In T365259 it was discussed to move Gerrit behind the CDN/loadbalancer for better anti-abuse handling. It was discussed that GitLab may be a better first candidate because the setup is quite similar (one web service and one ssh service) but GitLab is less production-critical and has more test instances available.
Most discussion already happened in T365259 which also holds up for GitLab. So this task is mostly for discussing and tracking the actual technical implementation of anti-abuse hanlding for GitLab.
GitLab consits of multiple machines and services:
- GitLab production
- web service at https://gitlab.wikimedia.org
- ssh service at gitlab.wikimedia.org:22
- GitLab replica
- web service at https://gitlab-replica.wikimedia.org
- ssh service at gitlab-replica.wikimedia.org:22
- GitLab replica old (2nd replica)
- web service at https://gitlab-replica-old.wikimedia.org
- ssh service at gitlab-replica-old.wikimedia.org:22
This services are not related or distributed in any way. The replicas are standby machines which can be used for emergency switchovers and testing. They run an actual GitLab instance with old (12h) data but this instances are not used for the production GitLab.
Technical exploration
A first exploration was done with LVS. During this exploration, we considered placing GitLab behind the load balancing infrastructure. However, it was determined that this approach would involve significant refactoring and implementation work and overhead, especially since our primary interest is in throttling capabilities. Consequently, this idea was set aside.
We then explored alternative methods of throttling and traffic shaping. Utilizing local tools, such as a separate HAProxy or a firewall, seemed the most promising. Currently, we are testing and implementing throttling using firewall rules. The newer tool nftables offers built-in features that are particularly useful.
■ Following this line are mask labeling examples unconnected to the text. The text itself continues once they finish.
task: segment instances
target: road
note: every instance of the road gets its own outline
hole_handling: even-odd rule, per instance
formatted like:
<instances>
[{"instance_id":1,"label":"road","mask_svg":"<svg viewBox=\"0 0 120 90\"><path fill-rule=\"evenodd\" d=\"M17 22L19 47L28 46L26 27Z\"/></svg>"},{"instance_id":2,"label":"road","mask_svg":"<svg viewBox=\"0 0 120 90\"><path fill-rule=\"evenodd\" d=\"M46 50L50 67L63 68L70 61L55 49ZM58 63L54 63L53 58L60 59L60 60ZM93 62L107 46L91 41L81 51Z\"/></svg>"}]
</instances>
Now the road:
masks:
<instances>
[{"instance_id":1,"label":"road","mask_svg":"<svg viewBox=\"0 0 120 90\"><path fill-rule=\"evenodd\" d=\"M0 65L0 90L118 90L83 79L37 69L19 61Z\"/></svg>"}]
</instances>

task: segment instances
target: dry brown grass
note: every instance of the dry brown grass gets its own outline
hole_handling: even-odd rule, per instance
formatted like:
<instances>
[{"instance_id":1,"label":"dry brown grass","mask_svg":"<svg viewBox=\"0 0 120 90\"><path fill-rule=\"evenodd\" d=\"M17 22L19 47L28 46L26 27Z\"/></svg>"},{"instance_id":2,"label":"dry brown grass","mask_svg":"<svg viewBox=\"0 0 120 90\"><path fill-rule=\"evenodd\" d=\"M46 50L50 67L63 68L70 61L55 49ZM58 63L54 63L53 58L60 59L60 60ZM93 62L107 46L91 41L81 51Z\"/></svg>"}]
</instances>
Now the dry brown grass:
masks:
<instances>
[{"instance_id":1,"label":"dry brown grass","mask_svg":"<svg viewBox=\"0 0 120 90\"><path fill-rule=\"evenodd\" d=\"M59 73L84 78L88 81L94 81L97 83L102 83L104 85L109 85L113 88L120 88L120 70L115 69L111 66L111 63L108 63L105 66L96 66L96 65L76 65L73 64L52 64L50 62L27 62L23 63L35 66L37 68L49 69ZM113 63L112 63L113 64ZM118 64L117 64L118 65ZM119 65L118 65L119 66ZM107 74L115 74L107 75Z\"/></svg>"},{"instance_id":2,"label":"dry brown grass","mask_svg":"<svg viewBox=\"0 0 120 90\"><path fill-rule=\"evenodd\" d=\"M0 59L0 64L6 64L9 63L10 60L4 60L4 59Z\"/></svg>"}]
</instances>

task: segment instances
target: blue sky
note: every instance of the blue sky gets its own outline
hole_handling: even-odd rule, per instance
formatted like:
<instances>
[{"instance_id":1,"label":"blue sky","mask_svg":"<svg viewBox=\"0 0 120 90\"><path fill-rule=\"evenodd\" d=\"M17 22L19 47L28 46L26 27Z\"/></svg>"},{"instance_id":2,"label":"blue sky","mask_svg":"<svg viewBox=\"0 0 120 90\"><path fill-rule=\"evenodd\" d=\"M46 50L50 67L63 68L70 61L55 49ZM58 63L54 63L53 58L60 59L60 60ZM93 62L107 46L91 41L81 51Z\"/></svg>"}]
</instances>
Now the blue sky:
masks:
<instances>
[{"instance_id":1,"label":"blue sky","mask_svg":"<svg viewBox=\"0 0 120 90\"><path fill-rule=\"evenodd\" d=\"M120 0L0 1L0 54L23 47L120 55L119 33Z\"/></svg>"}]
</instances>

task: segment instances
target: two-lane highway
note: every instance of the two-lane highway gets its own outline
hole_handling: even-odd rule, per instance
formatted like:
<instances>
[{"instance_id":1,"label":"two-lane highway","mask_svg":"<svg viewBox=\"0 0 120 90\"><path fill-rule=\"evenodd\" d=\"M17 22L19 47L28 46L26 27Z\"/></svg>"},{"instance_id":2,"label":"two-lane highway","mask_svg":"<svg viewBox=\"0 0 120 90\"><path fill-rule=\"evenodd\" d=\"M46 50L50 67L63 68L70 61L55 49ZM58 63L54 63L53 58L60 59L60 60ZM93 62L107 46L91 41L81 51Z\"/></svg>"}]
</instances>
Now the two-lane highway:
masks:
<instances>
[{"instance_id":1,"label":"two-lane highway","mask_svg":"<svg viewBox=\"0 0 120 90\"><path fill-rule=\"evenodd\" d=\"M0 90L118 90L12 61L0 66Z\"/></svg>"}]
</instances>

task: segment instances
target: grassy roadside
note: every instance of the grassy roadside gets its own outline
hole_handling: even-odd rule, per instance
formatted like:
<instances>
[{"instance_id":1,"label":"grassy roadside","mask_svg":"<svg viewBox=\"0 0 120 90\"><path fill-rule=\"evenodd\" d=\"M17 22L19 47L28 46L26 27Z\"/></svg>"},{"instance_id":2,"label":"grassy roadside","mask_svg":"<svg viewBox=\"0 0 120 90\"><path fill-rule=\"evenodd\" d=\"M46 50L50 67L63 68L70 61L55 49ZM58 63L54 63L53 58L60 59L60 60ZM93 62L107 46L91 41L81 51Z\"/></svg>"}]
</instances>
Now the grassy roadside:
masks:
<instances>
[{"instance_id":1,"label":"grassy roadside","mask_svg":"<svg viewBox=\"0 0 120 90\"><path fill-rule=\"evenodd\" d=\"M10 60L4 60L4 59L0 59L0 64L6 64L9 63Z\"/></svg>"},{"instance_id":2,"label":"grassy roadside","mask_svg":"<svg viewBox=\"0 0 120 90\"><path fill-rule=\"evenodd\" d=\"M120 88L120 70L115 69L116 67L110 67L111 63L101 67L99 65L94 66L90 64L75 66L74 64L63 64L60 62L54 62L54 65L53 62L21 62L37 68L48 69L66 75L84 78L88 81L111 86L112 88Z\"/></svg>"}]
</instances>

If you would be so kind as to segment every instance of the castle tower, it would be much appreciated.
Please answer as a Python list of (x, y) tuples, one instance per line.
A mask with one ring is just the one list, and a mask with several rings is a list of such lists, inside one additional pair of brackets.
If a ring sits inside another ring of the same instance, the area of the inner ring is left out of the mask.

Therefore, our initial step is to migrate to nftables and then verify potential configurations with it:
- Upgrade GitLab hosts to nftables
- Verify that throttling and dynamic IP sets for a denylist are possible in nftables
- Puppetize a basic set of rules to throttle external HTTP traffic
- Adjust thresholds
- enable rules on all instances
-
test-instanceno nftables so far because cloud cumin uses ferm - replica-b
- replica-a
- production
-
- (Repeat for SSH traffic)?
- update docs and publish tech news article